Senin, 23 Februari 2009

Demokrasi

Syarat Pemerintahan Demokrasi

Syarat-syarat pemerintahan demokrasi menurut Raymond Gettel sebagai berikut :

a. Bentuk pemerintahan itu harus didukung oleh persetujuan umum(general concert).

b. Hukum yang berlaku dibuat oleh wakil-wakil rakyat yang dipilih melalui referendum yang luas atau melalui pemilu.

c. Kepala Negara dipilih secara langsung atau secara tidak langsung melalui pemilu dan bertanggung jawab pada dewan legislative

d. Hak pilih aktif diberikan kepada sejumlah besar rakyat atas dasar kesederajatan.

e. Jabatan-jabatan pemerintahan harus dapat dipangku oleh segenap lapisan masyarakat.

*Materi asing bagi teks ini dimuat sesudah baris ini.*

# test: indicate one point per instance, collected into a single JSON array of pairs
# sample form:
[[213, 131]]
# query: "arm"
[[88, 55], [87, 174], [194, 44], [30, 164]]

Sedangkan A.Appadural merumuskan syarat-syarat bentuk pemerintahan yang demokratis itu sebagai berikut :

a. Ada kebebasan politik (political liberty) sebagai syarat minimum.

b. Ada kebebasan menyatakan pendapat dan pengakuan kehendak rakyat sebagai hokum tertinggi

c. Terdapat partisipasi politik, persamaan politik, dan kemungkinan akan pilihan pemerintahan.

d. Harus terdapat toleransi dan kompromi antarwarganegara.

e. Warga Negara harus diberikan kelonggaran-kelonggaran untuk memeperkembangkan kepribadiannya.

f. Demokrasi memerlukan organisasi yang baik dan pemimpin yang tepat.
(syarat a,b dan c merupakan syarat pokok sedangkan syarat d,e dan f merupakan syarat tambahan)

Prinsip-prinsip Dasar Negara Demokrasi

Prinsip-prinsip dasar Negara demokratis sebagai berikut :

a. Pemerintah yang berdasarkan konstitusi (UUD)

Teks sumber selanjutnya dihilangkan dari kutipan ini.